To replace fuel sender, clean area thoroughly and remove the six screws around the sender that secure it to the tank
Remove the sender and set aside
Measure the tank depth for proper sender recognition. There are two lenghts of senders generally used and you must purchase the correct one.
Follow the instructions provided with the sender when setting the depth.
After sender installation is complete, check ground wire on the tank that attaches to the boats battery negative terminal or to the boats grounding system.
If wiring needs to be replaced. Use the standard wiring color codes as follows:
Fuel Sender "S" terminal wire is "Pink"
All grounds are "Black" wire.
The "I" Terminal wire, between gauge and key switch is "Purple".
When ever possible use "Tinned Primary" wire of 14ga for fuel system wiring.
 *Standard Marine Wire Code Table*​*Red*Constant Hot*Black*Ground*Purple*Key-on Power*Yellow/Red*Neutral Safety*Tan*Water Temperature*Dark Blue*Gauge Lighting*Pink*Fuel Sender*Gray*Tachometer*Light Blue*Oil Pressure*Brown/White*Trim Indicator*Brown*Bilge Pump*Green/White*Trim Down*Blue/White*Trim Up*Green/Orange*Independent Tilt Down*Blue/Orange*Independent Tilt Up*Yellow/Black*Choke Circuit*Yellow/Red*Starting Circuit*Black/Yellow*Ignition


----------



## High Plains Drifter (Jul 16, 2006)

Sounds like a stuck sending unit. They tell me the sending units hardly ever fail though. The problems i've found on mine are the connections on the sending units must be crystal clean and very tight. One bit of oxidation throws the thing into turmoil.

Grande


----------



## CaptPb (Jan 26, 2005)

They do fail and I've never seen one that was pinpoint accurate either. All a fuel gauge is, is a small volt meter that measures the resistance provided by the sending unit. It recieves a specific amount of DC voltage. As the float arm move up or down it raises or lowers the amount of resistance (voltage returned) to the gauge.The above procedure will work but the quickest way is to use a real multi-meter and not a test light. Actually measure the amount of votage supplied to the sending unit and the resistance it returns to the gauge. You will need to know brand and resistance values for the sending unit to varify. If there is zero current comming back from the sending unit, it's fried. Also Teleflex gauges don't realy like other brands of sending units because they opperate with different resistance values. That could be the culprit from the start.


----------



## Little Jimmy Cook (Oct 22, 2004)

*Gauge is looking to be the problem*



stargazer said:


> Only the positive accessory (Purple wire) wire from the engine harness is connected to the IGN or I Terminal on the gauge.
> The negative or ground terminal of the gauge is connected to the boats grounding system.
> The S or Sender terminal is connected to the Fuel tank sender.
> The fuel tank must also have a connection to the boats grounding system
> ...





If Power is "ON" at gauge terminal, ground "S" terminal and "G" terminal and check gauge reading. If reading moves to full then you have a wiring problem between gauge and sender,otherwise gauge is defective. 
I have power at the I and grounded the S and the G and got nothing on the gauge. I guess this means I bought a brand new defective gauge? I guess I will buy a Evinrude gauge and start over.

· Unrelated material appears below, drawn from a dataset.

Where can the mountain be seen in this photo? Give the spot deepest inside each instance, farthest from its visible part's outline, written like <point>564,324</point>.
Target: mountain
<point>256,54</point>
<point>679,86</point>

Thanks for the input this one has had me stumped. After I replace the gauge again I will post up so everyone knows the outcome.


----------



## stargazer (May 24, 2004)

Now hold on a bit be fore you go buy a new gauge. Was it tested on the boat? Try this, do the test straight off the battery itself. Jump from the pos side of the battery to I, Then ground both the S and G to the neg side of the battery. this will take all the guessing out of if the gauge is working.
I am sure you can get a bad gauge new but, its very uncommon. 
Let us know what ya find.
In all honesty.....if you can afford it. Ditch the whole shooting match and get with JTBURF (sp?) he had a Navman F2100 DIG fuel gauge for about 120.00 bucks. no guessing on the fuel, know exacitly what you have.


----------



## fishsmart (Dec 5, 2004)

It is usually the wiring, then the sending unit. Check here for a better sending unit:

http://www.centroidproducts.com/tableofc.htm
http://shopping.rexmar.com/Merchant2/merchant.mvc?Screen=PROD&Product_Code=CENCGF-12&Category_Code=AMmarSender

Charles


----------



## Little Jimmy Cook (Oct 22, 2004)

*Sending unit*

It was the sending unit.

Thanks for all of your help. I have the gauges installed and working and ready to go fish.


----------



## stargazer (May 24, 2004)

Great,,,glad you got it working.


----------